Quantization-Aware Training (QAT) is a training approach where a neural network is trained while simulating low-precision arithmetic (for example, INT8) so that the final quantized model maintains higher accuracy during deployment.
What is Quantization-Aware Training (QAT)?
Quantization reduces model size and speeds up inference by representing weights and/or activations with fewer bits than FP16/FP32. However, naively quantizing a trained model (post-training quantization) can introduce error from rounding, clipping, and limited dynamic range—especially in attention and activation-heavy transformer blocks.
QAT addresses this by inserting “fake quantization” operations during training. These operations emulate quantize/dequantize behavior in the forward pass (so the network experiences quantization noise), while the backward pass typically uses a straight-through estimator to propagate gradients through the non-differentiable rounding step. The model learns to adjust its weights to be robust to the quantization effects that will exist at inference time.
In practice, QAT can target weights only, activations only, or both, and it often includes calibrating per-tensor or per-channel scales and zero-points. For generative AI systems, QAT is valuable when you need production-grade latency and memory savings but cannot afford quality regression from aggressive quantization.

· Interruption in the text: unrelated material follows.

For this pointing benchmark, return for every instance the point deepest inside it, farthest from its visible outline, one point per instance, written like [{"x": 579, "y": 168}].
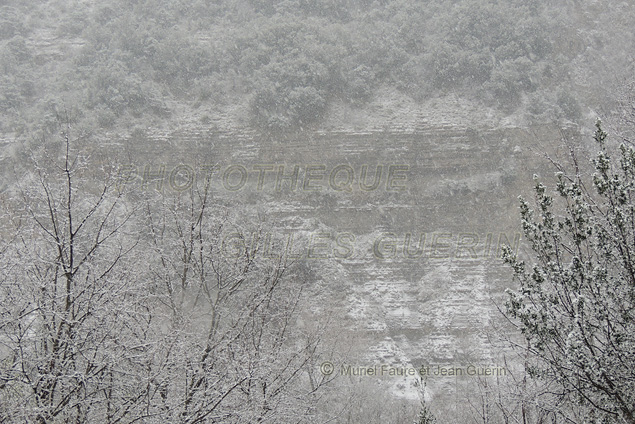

Where QAT is used and why it matters
QAT is used for serving LLMs on constrained GPUs, edge accelerators, or CPUs, and for cost-optimized inference at scale. It matters because it typically yields better accuracy than post-training quantization at the same bit-width, enabling lower latency and lower serving cost without sacrificing output quality.
Examples
- Training a transformer with fake-quantized INT8 activations to deploy efficiently on an inference accelerator.
- Applying per-channel weight quantization for linear layers while keeping sensitive layers in higher precision.
- Using QAT to hit a latency target for real-time chat while preserving response quality.
FAQs
Is QAT required for INT8 inference? Not always. Post-training quantization can work well, but QAT often helps when accuracy drops are unacceptable.
Does QAT increase training cost? Yes. It adds training complexity and sometimes requires more tuning and compute.
Which parts of an LLM are hardest to quantize? Activations and certain attention/MLP layers can be sensitive; mixed-precision strategies are common.
How is QAT different from calibration? Calibration estimates quantization scales after training; QAT learns parameters while quantization effects are present.